Invariablement, ses fans se disent impressionnés par ses premières décisions, notamment par la qualité des hommes et des femmes qu'il a sélectionnés pour sa future équipe, un assemblage éclectique de personnalités controversées, de républicains populaires et de conservateurs purs et durs.

"Il a choisi un très bon cabinet", dit spontanément John Bolen, officier à la retraite de la mythique 82nd Airborne Division à la base de Fort Bragg, en Caroline du Nord.

Ce militaire républicain assure que l'élection de Donald Trump a remonté à elle seule le moral de toute l'armée, déprimée par des années de coupes budgétaires sous Barack Obama. La nomination du populaire général à la retraite James Mattis à la tête de la Défense fut la cerise sur le gâteau.

- Toujours businessman -

En campagne, Donald Trump avait multiplié les promesses de créations d'emplois, et les menaces contre les entreprises qui délocaliseraient.

Ses critiques dénonçaient le flou de son programme, alors le président élu, depuis la Trump Tower de New York, a démontré sa méthode. La semaine dernière, il a annoncé avoir forcé la main du fabricant américain Carrier pour annuler la délocalisation d'une usine vers le Mexique, sauvant selon lui plus de mille emplois, un chiffre contesté.

Et c'est encore son avènement qui aurait incité, selon Donald Trump, le PDG du géant japonais des télécoms SoftBank à annoncer un investissement surprise de 50 milliards de dollars dans des start-ups américaines.

"C'est un homme d'affaires qui négocie, pas un simple politicien", dit avec admiration Stanley Chylinski, chef d'entreprise de 60 ans.

"J'en ai marre du vieux train-train, il est en train de changer les choses", se félicite Patricia Anderson, vice-présidente d'une entreprise qui fabrique des filets de camouflage pour l'armée, dans la petite ville de Lillington.

Non loin, Vivian Tyndall, travailleuse indépendante et électrice indépendante, était "sceptique" de Donald Trump. Mais depuis l'élection, elle s'est progressivement apaisée. "Il est plus discipliné, on découvre le vrai Donald Trump".

Les démocrates restent opposés, mais au moins un est venu le voir mardi à Fayetteville: Carson Mounce, étudiant de 20 ans. "Il dit des choses pertinentes", reconnaît-il, bien qu'"il reste trop souvent vague".

- Vague mais proche -

Un changement est perceptible: dans les deux premiers discours de sa tournée lancée la semaine dernière, et qu'il poursuivra jeudi et vendredi, Donald Trump s'est fait moins apocalyptique et plus rassembleur.

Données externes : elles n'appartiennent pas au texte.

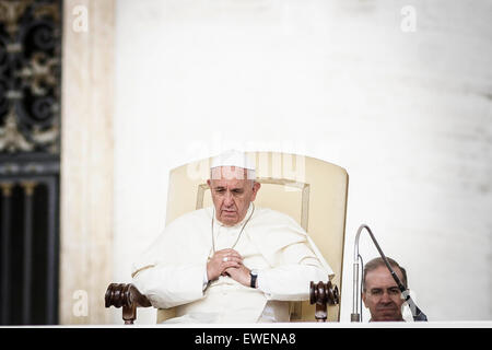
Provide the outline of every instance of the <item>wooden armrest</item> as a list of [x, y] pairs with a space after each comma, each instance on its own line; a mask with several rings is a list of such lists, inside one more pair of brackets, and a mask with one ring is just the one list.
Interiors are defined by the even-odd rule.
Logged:
[[122, 319], [132, 325], [137, 318], [137, 307], [152, 306], [149, 299], [131, 283], [110, 283], [104, 296], [106, 307], [122, 307]]
[[316, 304], [315, 317], [317, 322], [326, 322], [328, 316], [327, 305], [340, 304], [340, 294], [338, 287], [331, 284], [331, 281], [324, 283], [319, 281], [317, 284], [311, 282], [309, 303]]

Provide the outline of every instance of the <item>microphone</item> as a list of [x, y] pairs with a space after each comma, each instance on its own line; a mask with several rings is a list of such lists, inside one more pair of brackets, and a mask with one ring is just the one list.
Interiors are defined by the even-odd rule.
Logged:
[[391, 273], [391, 277], [395, 280], [395, 282], [397, 283], [398, 289], [401, 291], [401, 294], [403, 295], [405, 301], [409, 305], [410, 311], [412, 312], [413, 320], [417, 320], [417, 322], [427, 320], [427, 316], [425, 316], [425, 314], [415, 305], [415, 303], [413, 302], [413, 300], [410, 296], [410, 293], [405, 288], [403, 283], [401, 283], [401, 280], [399, 279], [398, 275], [395, 273], [394, 269], [389, 265], [388, 259], [386, 258], [385, 254], [383, 253], [382, 248], [379, 247], [379, 244], [377, 244], [377, 241], [374, 237], [373, 232], [366, 224], [362, 224], [359, 228], [358, 233], [355, 235], [354, 262], [353, 262], [353, 303], [352, 303], [352, 314], [350, 315], [350, 320], [351, 322], [361, 322], [361, 314], [360, 314], [359, 303], [358, 303], [358, 301], [360, 301], [360, 298], [361, 298], [361, 293], [359, 292], [359, 258], [360, 258], [359, 238], [361, 236], [362, 230], [364, 230], [364, 229], [367, 230], [371, 238], [373, 240], [374, 245], [377, 248], [377, 252], [379, 252], [380, 257], [385, 261], [385, 265], [388, 268], [389, 273]]

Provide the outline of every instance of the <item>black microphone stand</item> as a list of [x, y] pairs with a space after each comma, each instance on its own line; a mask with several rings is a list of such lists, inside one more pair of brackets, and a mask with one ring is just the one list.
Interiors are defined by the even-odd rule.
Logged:
[[[413, 300], [410, 298], [410, 293], [405, 288], [403, 283], [401, 283], [401, 280], [399, 279], [398, 275], [395, 273], [394, 269], [389, 265], [388, 259], [386, 258], [385, 254], [383, 253], [382, 248], [379, 247], [379, 244], [377, 244], [376, 238], [374, 237], [373, 232], [366, 224], [362, 224], [359, 230], [358, 234], [355, 235], [355, 256], [354, 256], [354, 289], [353, 289], [353, 305], [352, 305], [352, 315], [351, 320], [352, 322], [360, 322], [360, 314], [356, 312], [356, 301], [358, 301], [358, 294], [359, 294], [359, 236], [361, 235], [361, 232], [363, 229], [366, 229], [371, 238], [374, 242], [374, 245], [377, 248], [377, 252], [379, 252], [380, 257], [385, 261], [386, 267], [388, 268], [389, 272], [391, 273], [393, 279], [398, 284], [398, 289], [401, 291], [401, 294], [405, 298], [405, 301], [410, 306], [410, 310], [412, 312], [413, 320], [427, 320], [427, 316], [415, 305]], [[360, 295], [359, 295], [360, 298]]]

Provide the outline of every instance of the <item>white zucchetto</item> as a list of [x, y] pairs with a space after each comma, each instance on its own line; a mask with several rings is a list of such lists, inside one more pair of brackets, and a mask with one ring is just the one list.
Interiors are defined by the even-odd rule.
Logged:
[[215, 155], [212, 159], [212, 163], [210, 168], [219, 167], [219, 166], [236, 166], [242, 167], [248, 171], [248, 179], [255, 179], [255, 163], [248, 155], [244, 152], [239, 152], [236, 150], [229, 150], [219, 155]]

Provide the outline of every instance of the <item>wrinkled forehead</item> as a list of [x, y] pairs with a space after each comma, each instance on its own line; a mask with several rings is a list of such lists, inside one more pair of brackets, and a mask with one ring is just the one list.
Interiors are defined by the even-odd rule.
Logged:
[[[401, 280], [402, 275], [400, 269], [394, 268], [394, 270]], [[377, 269], [367, 271], [365, 283], [367, 289], [398, 287], [386, 266], [379, 266]]]
[[210, 179], [248, 179], [248, 171], [239, 166], [216, 166], [210, 170]]

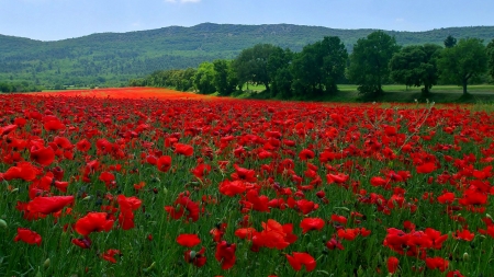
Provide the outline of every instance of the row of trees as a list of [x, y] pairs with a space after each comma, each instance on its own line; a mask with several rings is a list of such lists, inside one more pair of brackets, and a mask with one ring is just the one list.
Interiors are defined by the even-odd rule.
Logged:
[[378, 96], [385, 83], [423, 86], [425, 95], [439, 80], [463, 86], [487, 71], [494, 78], [494, 39], [485, 47], [478, 38], [449, 36], [445, 47], [434, 44], [401, 47], [378, 31], [347, 53], [339, 37], [324, 37], [302, 51], [270, 44], [244, 49], [234, 60], [202, 62], [198, 69], [165, 70], [131, 80], [131, 85], [171, 86], [202, 94], [229, 95], [246, 83], [262, 84], [272, 97], [311, 99], [334, 93], [337, 84], [358, 84], [362, 94]]

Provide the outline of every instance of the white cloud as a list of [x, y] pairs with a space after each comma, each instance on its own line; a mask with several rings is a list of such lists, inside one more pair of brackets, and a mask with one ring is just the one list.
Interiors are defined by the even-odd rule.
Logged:
[[165, 0], [165, 2], [169, 3], [199, 3], [201, 0]]

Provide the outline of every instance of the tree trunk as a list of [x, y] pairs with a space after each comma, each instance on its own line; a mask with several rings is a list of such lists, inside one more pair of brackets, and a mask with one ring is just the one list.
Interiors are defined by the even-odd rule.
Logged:
[[467, 83], [468, 83], [468, 79], [463, 79], [462, 85], [463, 85], [463, 95], [468, 94], [467, 91]]

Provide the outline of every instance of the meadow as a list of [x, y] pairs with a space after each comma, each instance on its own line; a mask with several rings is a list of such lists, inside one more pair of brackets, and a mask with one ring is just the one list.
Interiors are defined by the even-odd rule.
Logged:
[[0, 95], [1, 276], [494, 276], [491, 105]]

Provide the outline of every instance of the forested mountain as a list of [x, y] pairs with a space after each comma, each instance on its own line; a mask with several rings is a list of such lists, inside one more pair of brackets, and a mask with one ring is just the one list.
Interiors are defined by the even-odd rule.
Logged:
[[[0, 82], [119, 85], [155, 70], [197, 67], [202, 61], [235, 58], [243, 49], [259, 43], [300, 51], [324, 36], [338, 36], [351, 51], [357, 39], [373, 31], [203, 23], [192, 27], [92, 34], [57, 42], [0, 35]], [[486, 44], [494, 38], [494, 26], [385, 33], [394, 36], [400, 45], [442, 45], [448, 35], [476, 37]]]

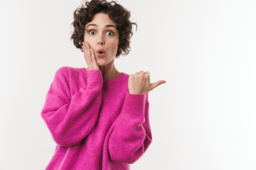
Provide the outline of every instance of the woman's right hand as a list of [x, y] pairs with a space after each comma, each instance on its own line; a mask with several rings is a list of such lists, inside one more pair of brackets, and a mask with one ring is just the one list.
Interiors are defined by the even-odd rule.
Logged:
[[95, 53], [87, 42], [82, 42], [82, 50], [88, 70], [100, 69], [99, 65], [97, 64]]

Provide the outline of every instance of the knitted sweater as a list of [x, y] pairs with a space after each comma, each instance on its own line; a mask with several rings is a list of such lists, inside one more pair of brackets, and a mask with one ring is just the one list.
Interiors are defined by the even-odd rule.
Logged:
[[46, 170], [124, 170], [152, 142], [149, 92], [129, 93], [129, 74], [62, 67], [41, 115], [57, 144]]

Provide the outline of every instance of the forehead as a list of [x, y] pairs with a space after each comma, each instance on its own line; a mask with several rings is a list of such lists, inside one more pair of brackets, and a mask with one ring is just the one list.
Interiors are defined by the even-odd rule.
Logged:
[[90, 23], [95, 23], [98, 26], [105, 26], [106, 25], [114, 25], [114, 26], [117, 26], [114, 21], [110, 18], [108, 14], [104, 13], [96, 13], [93, 16], [92, 21], [87, 23], [85, 25], [85, 27]]

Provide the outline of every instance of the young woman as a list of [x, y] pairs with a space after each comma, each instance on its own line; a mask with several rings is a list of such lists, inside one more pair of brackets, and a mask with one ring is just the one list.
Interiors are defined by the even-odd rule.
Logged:
[[71, 36], [87, 68], [55, 74], [41, 115], [56, 142], [46, 169], [129, 169], [152, 142], [149, 72], [119, 72], [114, 58], [129, 52], [130, 13], [114, 1], [92, 0], [74, 12]]

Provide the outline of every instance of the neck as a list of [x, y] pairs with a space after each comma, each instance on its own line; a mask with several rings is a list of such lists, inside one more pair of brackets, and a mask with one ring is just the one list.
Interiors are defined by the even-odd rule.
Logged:
[[119, 72], [117, 70], [114, 64], [114, 60], [110, 63], [104, 67], [99, 66], [99, 69], [102, 72], [103, 81], [114, 79], [119, 75]]

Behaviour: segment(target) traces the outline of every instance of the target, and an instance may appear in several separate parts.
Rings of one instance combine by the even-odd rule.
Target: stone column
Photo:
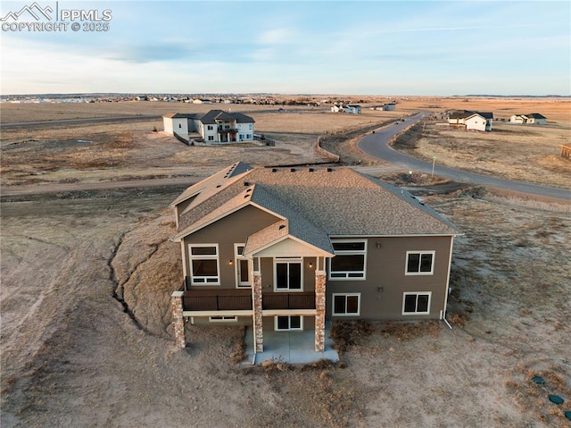
[[[182,296],[184,291],[174,291],[170,295],[170,310],[172,323],[175,327],[175,345],[177,348],[186,348],[185,340],[185,319],[182,316]]]
[[[264,351],[264,333],[261,318],[261,273],[253,273],[252,287],[252,309],[253,310],[253,348],[256,352]]]
[[[315,271],[315,351],[325,351],[325,272]]]

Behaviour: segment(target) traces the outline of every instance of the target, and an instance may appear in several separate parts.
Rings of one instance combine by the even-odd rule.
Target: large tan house
[[[211,110],[200,113],[170,113],[162,116],[164,131],[206,144],[253,141],[255,121],[242,113]]]
[[[459,230],[406,191],[350,168],[235,164],[172,204],[183,261],[178,346],[194,324],[315,331],[326,320],[443,319]]]

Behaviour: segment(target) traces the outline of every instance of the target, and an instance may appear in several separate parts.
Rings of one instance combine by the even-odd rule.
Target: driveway
[[[410,171],[432,173],[432,163],[403,155],[388,145],[392,137],[402,131],[410,125],[421,121],[423,116],[424,113],[419,113],[410,116],[405,122],[399,122],[398,124],[388,125],[380,130],[377,130],[374,134],[371,133],[363,137],[360,141],[359,141],[358,147],[368,155],[390,162],[391,164],[400,165]],[[439,165],[437,159],[434,164],[434,175],[445,177],[459,182],[477,184],[480,186],[518,193],[526,193],[529,195],[537,195],[544,197],[571,200],[571,190],[539,186],[524,181],[512,181],[488,175],[477,174],[468,171],[448,168],[446,166]]]

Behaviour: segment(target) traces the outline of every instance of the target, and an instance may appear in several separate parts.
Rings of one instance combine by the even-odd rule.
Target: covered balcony
[[[182,297],[184,312],[252,312],[251,289],[201,290],[193,288]],[[315,293],[264,293],[262,310],[315,309]]]

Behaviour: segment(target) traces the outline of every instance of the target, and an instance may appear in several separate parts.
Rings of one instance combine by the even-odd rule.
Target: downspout
[[[446,320],[446,307],[448,306],[448,294],[450,293],[450,273],[452,267],[452,248],[454,247],[454,235],[450,239],[450,256],[448,257],[448,275],[446,277],[446,292],[444,293],[444,307],[442,313],[442,320],[448,325],[448,328],[452,330],[452,326],[450,325],[448,320]]]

L'ex-candidat populiste a énuméré les chantiers de son prochain mandat, de l'immigration aux grands travaux. Son programme reste peu détaillé, parfois ambigu et contradictoire avec ses promesses initiales, mais ses soutiens balaient toute compromission et gardent une foi absolue dans son intégrité morale.

"Il a dit tout ce que je voulais ce qu'il dise sur l'avenir de l'Amérique", dit Ellen Ollett, enseignante à la retraite de 67 ans.

Deux travées plus loin, une mère de pompier de 58 ans, Becky, une casquette Trump sur la tête, vient de voir pour la première fois en vrai Donald Trump.

"Je sais qu'il a beaucoup d'argent", confie-t-elle, "mais j'ai l'impression qu'il est comme moi, il n'est pas comme les autres politiciens, il comprend exactement ce qui me préoccupe". Pour Becky comme des millions d'autres, ce qui était valable pour la vedette de télévision le reste pour le président.